4 April 2017
Ever since climbing aboard the Internet, it seems, I’ve been trying to figure out Tyler Cowen. He is certainly not a sympathetic figure, but neither is he altogether antipathetic. I can’t seem to get a grip on his economic ideas, mostly because I have no training but also because I think that most economic training is nonsense, productive of nothing but words sprayed on a page. The only thing that I really know about Cowen is that he travels a lot and is always in search of good local restaurants.
In a recent Vox interview with Ezra Klein, in fact, Cowen is shown holding chopsticks, with seven dishes of various sizes on the table behind him. Despite the chopsticks, despite the Chinese cuisine, the image is adamantly masculine. Cowen’s manliness is a thick thread that runs through everything he writes — his voice is bright with the impatience that comes of having to explain things over and over again — and I do not think that there is anything compensatory about it. Nor misogynist. If Cowen’s positions might be unhelpful to women and to others traditionally unwelcome at the high tables of power, that is incidental. Cowen would probably be the first man to stand up and welcome a woman who demonstrated the capacity to act with his manly assurance.

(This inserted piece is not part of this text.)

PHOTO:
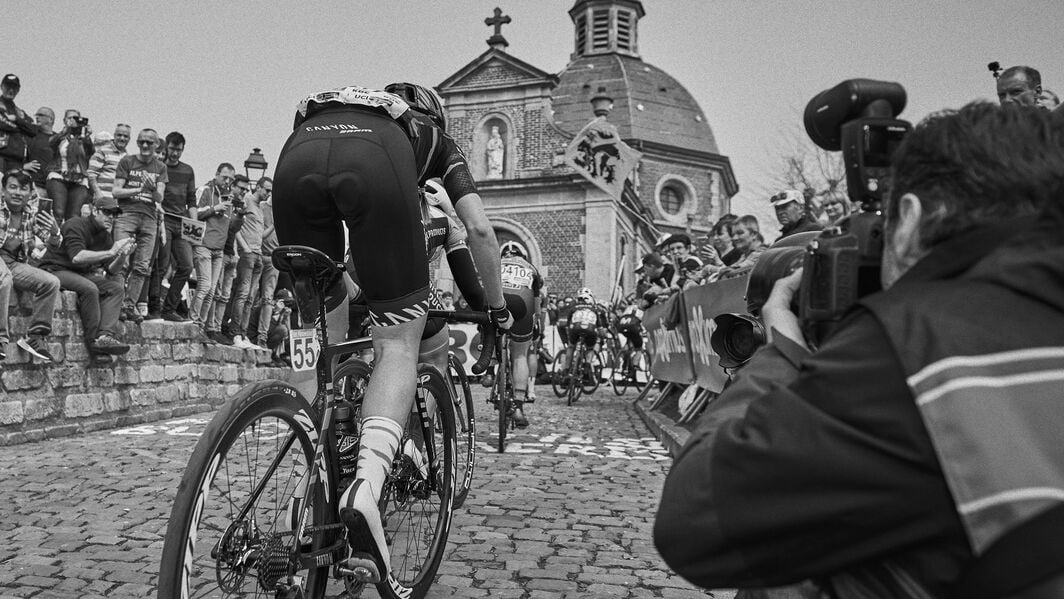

In the interview, Klein asked Cowen for quick comments about a slew of issues. NATO, guaranteed income, the war on drugs. I can’t say that I disagreed with much of what he said. My objections were all tonal, because I, of course, am not a manly man — I’m too skeptical about the status quo, but also too optimistic about improving on it. Early on, Cowen quipped, “I feel we need to put up a big sign on this country that says, ‘We’re for immigrants who really want to work and create’.” I shuddered with irritation, because putting “work” and “create” in the same clause makes hash of both. I wonder why he did not simply say, “… who really want to compete.”
Later, there was an even more abrasive passage.
I do believe America is an exceptional nation and should think of itself as such. And this norm weakening is one of my great worries about this current time. If you ask what makes America exceptional, it’s the embedded mix of religiosity and the high status we’re willing to give to businessmen. Our belief that our way of life is best, which of course it isn’t, but we believe it, and that’s overall a good thing. And this Puritan notion that there are individual life projects and it’s your highest calling to pursue them. And we both live by this, even though neither of us is Protestant. And I think that combination is just fantastic, though dangerous too.
At two points, Cowen undercuts himself, first when he says that our way of life isn’t the best, and then when he finds the “combination” — of what, I’m not exactly sure — dangerous. What does he really mean? That it’s a good thing to believe in an illusion — if the illusion is the particular one that we believe in? But what dispirits me far more is Cowen’s explicit belief that religiosity and businessmen are what make America exceptional. I wonder how many women, especially educated women, would agree. How many women would jump out of bed every morning with enthusiasm for prioritizing catechism and the cash register?
My own view is that America is exceptional because there used to be so much room in its thinly-populated wilderness for anti-social European misfits. I believe that American exceptionalism is a disorder from which the nation is far from recovering.
Thinking very hard, for various reasons, about feminism, I more and more want to bury the term in scare quotes and declare that we simply don’t know what it refers to. It seems more profitable to consider what feminism isn’t, what its constellation of ideas does not include. The first thing that comes to mind is competition.
In other entries, I’ve argued that pure capitalism is very important to a healthy economic life, but only in small doses and special cases. There is a vital interlacing between capitalism and innovation that keeps the economic edge sharp. But only the edge. Mature businesses do not thrive in capitalist excitement. That’s why I argue for more not-for-profit business organizations. Please tell me what is competitive, in a good way, about the supply of electric power. You can’t. The competition — the innovation, funded by capitalist speculation — was settled long ago, while Thomas Edison was still alive. Quick readers will note that I have folded “competition” into the captialist-innovation matrix. And that is indeed where I think it belongs.
The worst thing about prioritizing competition is the laziness that it encourages. I’m not being paradoxical. Competition, with its markers and its metrics, reduces the complications of personal performance to a few standard measurements. Did the tenor hit the high notes? That’s a much easier criterion to agree on than the far more important issue of a singer’s musicality. But the high notes are exceptional; most of the time, the singer is concerned not with freakish display but with tying ordinary notes together either tightly or loosely, as taste dictates. Similarly, there is nothing in genuine scholastic achievement that can be measured. Testing creates a wholly bogus region of accomplishment. Judgments of academic excellence are subject to dispute, a necessary inconvenience. Examinations sidestep the problem, but to no truly constructive purpose.
And as to commerce, it is no longer doubtable that the objective of every successful business is to narrow the field of competition to the vanishing point.
The humanist objection to the excessive emphasis on competition is that most people are insulted by it. Most people are not competitors. Most people are, by definition, close to mediocre. Most people need some kind of help from other people. Most of all, they need respect for their ordinariness. I can see that Tyler Cowen wants an America that, like Lake Wobegon, is above-average.
What this exercise teaches me is that feminism is not so much about allowing women to compete and excel as it is about creating a thriving society of dignified individuals.